Women in the church in every age
The story of Lydia is a story about the early church, about mission, discernment, and hospitality, community, and, of course, the experience of women in the church, often at its edges but never without impact. Gail R. O’Day writes that “Lydia embodies Luke’s ideal of women’s contribution to the church: to provide housing and economic resources.” In that sense, Lydia evokes another memory, of women two hundred years ago, our foremothers in faith, who didn’t let their marginalization stop them from being powerhouses for good in the life of the world. Before the first missionary left the United States for overseas, women were key to their work because of their fundraising efforts–a penny at a time, but amazing in their results, which made the travel of the missionaries possible (even though the women were not themselves permitted to be missionaries). On this Mother’s Day weekend, we might think, then, of Lydia as an early mother of the church, and remember the wondrous ways God is at work in the world: a story that is, in its own way, a brief but inspiring course in “Matristics.”

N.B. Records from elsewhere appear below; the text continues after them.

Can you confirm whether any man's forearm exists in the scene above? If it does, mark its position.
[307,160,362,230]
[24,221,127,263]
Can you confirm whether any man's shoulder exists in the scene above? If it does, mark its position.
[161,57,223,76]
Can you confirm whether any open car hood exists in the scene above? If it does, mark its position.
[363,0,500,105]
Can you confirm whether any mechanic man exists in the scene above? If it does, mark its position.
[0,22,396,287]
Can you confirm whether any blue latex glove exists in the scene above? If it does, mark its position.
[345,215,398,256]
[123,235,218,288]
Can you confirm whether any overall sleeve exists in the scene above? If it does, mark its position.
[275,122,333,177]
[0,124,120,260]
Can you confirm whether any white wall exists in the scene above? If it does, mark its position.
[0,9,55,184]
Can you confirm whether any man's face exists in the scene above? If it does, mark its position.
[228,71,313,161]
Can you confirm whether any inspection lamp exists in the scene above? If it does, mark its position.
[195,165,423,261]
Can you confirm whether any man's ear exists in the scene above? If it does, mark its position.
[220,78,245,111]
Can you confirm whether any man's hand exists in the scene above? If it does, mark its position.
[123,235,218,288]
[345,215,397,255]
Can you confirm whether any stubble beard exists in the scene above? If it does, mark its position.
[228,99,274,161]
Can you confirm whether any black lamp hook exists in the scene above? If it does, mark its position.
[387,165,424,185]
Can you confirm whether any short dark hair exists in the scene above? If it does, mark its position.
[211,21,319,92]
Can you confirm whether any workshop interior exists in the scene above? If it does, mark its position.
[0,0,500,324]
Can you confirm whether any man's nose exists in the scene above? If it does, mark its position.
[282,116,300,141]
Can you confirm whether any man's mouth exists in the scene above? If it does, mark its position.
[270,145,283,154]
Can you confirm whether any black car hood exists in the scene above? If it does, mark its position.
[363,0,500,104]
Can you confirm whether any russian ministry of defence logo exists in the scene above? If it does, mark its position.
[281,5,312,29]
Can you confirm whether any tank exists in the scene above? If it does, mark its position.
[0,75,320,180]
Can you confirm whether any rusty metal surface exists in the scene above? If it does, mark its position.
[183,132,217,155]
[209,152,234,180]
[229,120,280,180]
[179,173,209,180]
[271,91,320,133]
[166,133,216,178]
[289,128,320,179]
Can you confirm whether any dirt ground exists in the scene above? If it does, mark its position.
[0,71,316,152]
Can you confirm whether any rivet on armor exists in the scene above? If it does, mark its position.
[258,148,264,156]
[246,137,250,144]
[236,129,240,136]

The journey of Paul and Silas to new and unexpected places, in ministry with new and most unexpected people (women! Gentiles!), is the story not only of the early church but of the church throughout the ages. As we embark on God’s mission in our day and in our own setting as well as around the world, we are more, together, than simply the sum of our parts: we are the Body of Christ active in the world that God loves. The power of this relationship exists not just in the story of Silas (or Barnabas) added to Paul’s ministry long ago, but in the stories of all of us in the church, in our rich diversity, our unique gifts, and our visions, too, opening our hearts to God’s leading: where we should go, even if it’s to the most unexpected places; how we should get there, even if the means come from the most unexpected sources; and whom we should serve, even if we find ourselves most unexpectedly blessed by them in return.
A preaching version of this commentary (with source titles) can be found on http://www.ucc.org/worship/samuel.
For further reflection
Emily Dickinson, 19th century
We never know how high we are/Till we are called to rise;
And then, if we are true to plan, Our statures touch the skies.
Meryl Streep, 21st century
Motherhood has a very humanizing effect. Everything gets reduced to essentials.
Maya Angelou, 21st century
There is no greater agony than bearing an untold story inside you.